Would Schwarzenegger be California's governor today if Cameron hadn't directed him in THE TERMINATOR, T2; JUDGEMENT DAY and TRUE LIES? You tell me.
Stepford Wrongos
I saw a bit of THE STEPFORD WIVES last night, and I can tell it's definitely funny and hip during the first hour or so, and it definitely cops out and tries to nice itself up at the finish.
They wouldn't show me THE STEPFORD WIVES in Paris, but even from my Boulevard Arago vantage point I came up with a boo-boo. It involves a "spoiler," if you want to call it that, but my philosophy says you can't spoil a movie that spoils itself.
You can't replace real women with robot facisimiles and turn real women into obedient little sex bunnies by implanting micro chips in their heads. Well, you can if you want to, obviously, but you can't employ both techniques in the same damn film, which is apparently the case here.
In the original Ira Levin book and in the 1975 STEPFORD WIVES film, the wives were killed and replaced with replicants. This always seemed too vicious to accommodate the sexist metaphor. Chauvinist males don't want to murder their wives -- they just want them to stop mouthing off and giving them shit. Levin should have just gone with an implant plot....much tidier and easier to swallow. (After all, it worked for William Cameron Menzies in INVADERS FROM MARS.)
But the Frank Oz version can't quite decide if the women are robots or not. Somewhere along the way there's an explanation that the women's perky behavior is due to implants. Fine ...but there other scenes showing that the women are indeed cyborgs (hand-held remotes control their behavior, sparks come out of a malfunctioning model, and another is used as a cash-dispensing ATM).
I could easily think up a reason to explain to the audience why there are replicants and remote-controlled puppets among the female Stepford populace...I mean, if anyone on the production team cared about the plot making sense.

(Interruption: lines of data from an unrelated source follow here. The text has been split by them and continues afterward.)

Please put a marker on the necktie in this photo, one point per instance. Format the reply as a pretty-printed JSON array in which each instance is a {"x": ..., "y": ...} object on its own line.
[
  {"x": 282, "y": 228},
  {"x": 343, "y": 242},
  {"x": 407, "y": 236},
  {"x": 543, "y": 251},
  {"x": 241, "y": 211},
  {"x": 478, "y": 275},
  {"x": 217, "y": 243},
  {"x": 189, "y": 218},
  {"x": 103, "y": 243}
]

It's been speculated that the microchip-implant explanation was one of the re-shot add-ons, but why the producers would go to such lengths to demonstrate their equivocating nature is beyond me.

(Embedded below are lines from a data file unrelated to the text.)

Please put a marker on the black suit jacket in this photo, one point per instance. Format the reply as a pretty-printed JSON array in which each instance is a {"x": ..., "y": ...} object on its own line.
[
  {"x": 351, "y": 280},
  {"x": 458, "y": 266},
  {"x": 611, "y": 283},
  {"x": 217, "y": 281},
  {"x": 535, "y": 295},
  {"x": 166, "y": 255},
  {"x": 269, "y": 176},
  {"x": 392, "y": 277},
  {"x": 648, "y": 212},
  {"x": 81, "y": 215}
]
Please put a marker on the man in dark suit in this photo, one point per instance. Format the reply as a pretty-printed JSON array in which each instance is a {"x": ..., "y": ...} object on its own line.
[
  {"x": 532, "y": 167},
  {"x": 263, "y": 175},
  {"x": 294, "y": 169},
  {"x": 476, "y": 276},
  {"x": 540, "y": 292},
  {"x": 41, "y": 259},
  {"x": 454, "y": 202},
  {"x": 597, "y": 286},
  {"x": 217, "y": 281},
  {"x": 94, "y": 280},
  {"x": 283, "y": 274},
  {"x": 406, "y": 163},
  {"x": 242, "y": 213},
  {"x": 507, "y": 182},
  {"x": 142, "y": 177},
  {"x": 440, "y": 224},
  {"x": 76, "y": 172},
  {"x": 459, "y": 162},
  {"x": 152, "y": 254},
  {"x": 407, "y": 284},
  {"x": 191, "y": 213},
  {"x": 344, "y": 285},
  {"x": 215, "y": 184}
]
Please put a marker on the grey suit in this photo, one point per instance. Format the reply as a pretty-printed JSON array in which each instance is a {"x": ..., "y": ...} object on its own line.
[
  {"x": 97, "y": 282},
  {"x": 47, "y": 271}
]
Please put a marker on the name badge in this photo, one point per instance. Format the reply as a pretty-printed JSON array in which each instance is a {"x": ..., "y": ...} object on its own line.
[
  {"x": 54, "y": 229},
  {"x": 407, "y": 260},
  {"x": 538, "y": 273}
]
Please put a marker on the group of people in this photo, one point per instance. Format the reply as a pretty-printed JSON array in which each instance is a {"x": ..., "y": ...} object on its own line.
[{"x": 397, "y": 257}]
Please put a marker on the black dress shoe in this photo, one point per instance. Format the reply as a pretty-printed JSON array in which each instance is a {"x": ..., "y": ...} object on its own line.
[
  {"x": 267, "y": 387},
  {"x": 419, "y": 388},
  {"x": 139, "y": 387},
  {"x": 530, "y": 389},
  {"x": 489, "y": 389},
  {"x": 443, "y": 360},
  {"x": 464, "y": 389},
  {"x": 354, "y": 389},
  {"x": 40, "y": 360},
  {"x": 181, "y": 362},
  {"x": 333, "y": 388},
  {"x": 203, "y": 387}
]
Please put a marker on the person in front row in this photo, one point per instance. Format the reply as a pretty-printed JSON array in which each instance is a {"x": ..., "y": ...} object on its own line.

I love Zertinet Movies' Steven Snyder's review, which says in part, ""What a gutless and apologetic film this is...Hollywood has never met a good idea that it couldn't eviscerate. "
But hold on....
The other thing I'm getting is that there are some who think THE STEPFORD WIVES is "a good, smart gay man's comedy," as one colleague put it to me last week, and not (or at least not quite) the disaster that entertainment reporters have been running with.
And yet Paramount publicity's reaction was totally defensive all the way. They did everything but take out trade ads proclaiming, "We can't deny it -- the press reports have been fairly accurate."
Bunny
When you think of all the hoopla generated by Vincent Gallo's THE BROWN BUNNY at last year's Cannes festival and
then the revisionist, it's-actually-not bad responses at last September's Toronto Film Festival, it doesn't seem appropriate that it all seemed to boil down last week to a minor booking at a little Parisian Left Bank multiplex called Studio Galande.

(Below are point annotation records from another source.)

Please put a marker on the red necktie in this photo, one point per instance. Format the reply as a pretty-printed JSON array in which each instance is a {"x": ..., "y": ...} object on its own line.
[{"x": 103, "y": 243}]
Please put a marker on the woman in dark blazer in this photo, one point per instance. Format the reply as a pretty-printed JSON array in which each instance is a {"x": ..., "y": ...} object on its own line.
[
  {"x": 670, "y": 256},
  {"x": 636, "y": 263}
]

I was walking down the street and spotted the poster and the show times, and I felt let down. It's hard to explain why I was having trouble equating this modest booking with the hype and ultimate value of Gallo's film (which I think is actually pretty good....even the blow-job scene makes sense when you think about the reality of what's actually happened and what Gallo's character is going through), but I was.
THE BROWN BUNNY opened in France on April 7th, actually, so maybe the mood was a bit more enthusiastic back then. It'll open in this country on August 27th. You have to figure it'll do really well on DVD. The intimacy of the subject (and, of course, the blow- job scene itself) might work better on a small screen...hard to say. But if you're looking to catch something agreeably nervy and curious, you could do a lot worse.